The mass of rotting flesh, feather and bone is a disturbing sight in the heart of the English countryside, a literal “stink pit” where some of the discards of Britain’s £2bn shooting industry are left to putrefy.
Images taken from hidden cameras and passed to The Independent show dozens of pheasants being heaved into a hole on a private Berkshire shooting estate once frequented by royalty and former senior Conservative politicians and now owned through companies based in the Channel Islands and Switzerland.
According to animal rights campaigners, the decomposing remains show not only a gritty side to rural life but also challenge the claim that birds shot for sport are overwhelmingly used as food and sold to supermarkets or butchers.
Dr Toni Shephard, head of policy and research at the League Against Cruel Sports, said: “The dumping of pheasants unfortunately comes as no surprise. The ‘one for the pot’ argument often spouted by the shooting industry is a myth.”
The industry, which produces more than 30 million pheasants a year, has long been dogged by suggestions that it raises excessive numbers of birds and creates a surplus which has to be disposed of – a charge strongly denied by its representatives.

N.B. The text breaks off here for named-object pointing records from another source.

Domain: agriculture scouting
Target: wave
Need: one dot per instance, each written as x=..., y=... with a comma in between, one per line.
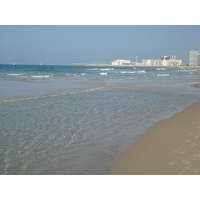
x=14, y=74
x=49, y=96
x=106, y=69
x=94, y=69
x=133, y=72
x=103, y=73
x=162, y=74
x=160, y=69
x=41, y=76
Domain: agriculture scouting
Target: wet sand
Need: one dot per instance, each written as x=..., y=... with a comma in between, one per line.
x=171, y=147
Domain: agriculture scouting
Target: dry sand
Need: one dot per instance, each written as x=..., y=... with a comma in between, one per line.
x=171, y=147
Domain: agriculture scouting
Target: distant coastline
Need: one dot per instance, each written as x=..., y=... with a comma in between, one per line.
x=138, y=65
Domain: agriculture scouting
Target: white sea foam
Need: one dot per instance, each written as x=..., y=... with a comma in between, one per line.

According to industry guidelines, all game shot in the countryside must be treated as food and “should be treated as such from the moment it is shot until it reaches the table”.
The managers of the photographed site, operated by Polesdon Estates Ltd, told The Independent that all birds shot on its land were either given to participants in shoots or sold to a registered game dealer. They said the only birds disposed of were those which were not fit for sale.
With the advocacy of celebrity chefs including Jamie Oliver and Hugh Fearnley-Whittingstall, sales of game have rocketed and it is claimed that up to 97 per cent of all edible quarry killed in Britain is now eaten.
At least 35 million pheasants are reared for shooting in Britain each year, part of an industry that supports 47,000 jobs and spends £250m a year on conservation.
But anti-blood sports campaigners claim that behind such success lie grisly sights such as that found on the Polesdon Estate whereby freshly-shot birds – which estate managers insist are unfit for consumption – are dumped rather than passed into the food chain.
WARNING: This video contains footage that some may find upsetting
While the pheasants attract lucrative custom when alive in the shape of shooters, they are not much of a moneyspinner once dead. They are sold by supermarkets and butchers for about £6 a time, but estates and farmers receive just 25p per bird.
Using concealed cameras, activists recorded activity on the estate, previously known for its select shooting events attended by the great and the good, over three months from December. On three occasions a worker was seen arriving in a motorised pick-up at a pit in a small area of woodland and emptying large metal containers of pheasants down into the ditch. Many of the pheasants were tied into a “brace” of two birds with string, a common practice when birds are shot.
The pit appeared to be filled with the detritus of other shooting expeditions, including the skulls or carcasses of up to four deer which were rotting at the site. It is not illegal to dump animals without burial as long as they have died in the immediate vicinity.
Dr Shephard added: “Around 500 birds can be killed in one day’s shooting. This is far too many birds for a shooting party to eat or give to friends. Many are routinely dumped in mass pits as waste products following the day’s shooting.”
The resulting so-called “stink pit” – sometimes used by game estates to lure predators such as foxes – is in stark contrast to the gilded clientele previously associated with the estate’s shoots, which were operated at least until 2002 by Sir Jocelyn Stevens, a former chairman of English Heritage.
A spokesman for the Polesdon Estate said: “A small proportion of birds shot, that are not in a suitable condition to be accepted by the game dealer, have to be disposed of.”